Fui até a minha cidade com ele de carro, quebrei um objeto de vidro caro e meu pai ficou bravo, então quebrei meus óculos. Apavorei o rastinha com minha ira, sempre avisei que eu era assim, indômita. Tudo bem, fiquei bem... Mas não consigo enxergar, sou míope, está sendo difícil e cansativo para mim forçar meus olhos assim.
Estou pesquisando os arquivos que saíram no jornal sobre a Carolina Maria de Jesus desde os anos 60, ando conversando com a professora e vamos iniciar uma pesquisa sob a ótica da análise do discurso aliada à literatura marginal, tudo que eu sempre quis, transformar a arte da periferia em ciência, trabalhar para enriquecer o mundo e o Brasil com análises que tenham bons resultados para que vejam que não estou brincando, pois quando uma autora negra escreve em seu diário que vê a fome e que a fome é amarela, acredito que seja a hora, e talvez seja tarde até, para mudar a realidade da miséria através das letras e da magia da paixão que possuo e do brilho nos olhos com sede de mudança e interesse social e cultural, porque a história não mente, os fatos estão aí, as consequências podem ser mudadas com trabalho árduo e em parceria com outras pessoas que também queiram mudar.

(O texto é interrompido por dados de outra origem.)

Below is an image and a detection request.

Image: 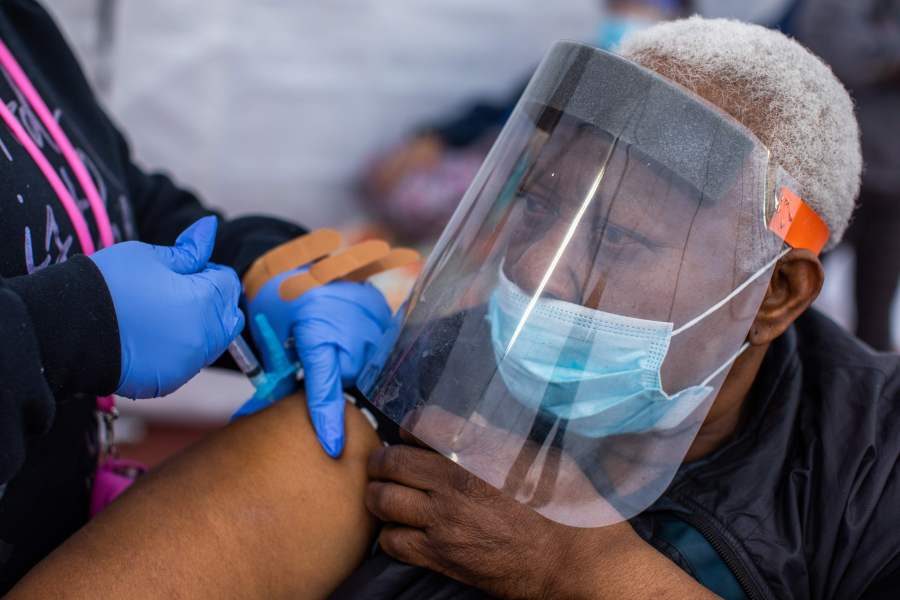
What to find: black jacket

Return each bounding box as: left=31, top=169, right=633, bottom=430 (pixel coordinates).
left=0, top=0, right=302, bottom=595
left=334, top=310, right=900, bottom=600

Fomos a um lugar deserto em frente a um lago, minha meia sete oitavos apenas e a lua observando meus movimentos mais gostosos que ninguém no mundo resiste, sempre quebramos o banco do carro, meu rastinha. Toda fumaça me movendo minha bunda de um lado a outro e os vidros embaçados.
As vagabundas nunca aprendem, quero que as magrelas vadias se fodam, olhem o tamanho da minha bunda.
Só queria dizer a ele que ele não pode me tratar como trata as outras e esse foi o erro dele, e foi muito tarde quando percebi que fui atropelada pelo amor e já não sobrevivi quando tive ele para mim, porque era muito, não soube cuidar, e sinto falta, eu confesso. Vezenquando - como Caio Fernando Abreu costumava usar- sonho contigo e acordo atordoada, na verdade sempre foi assim, mas agora é como se eu tivesse sufocando o que há dentro de mim e você não pode salvar, pretinho.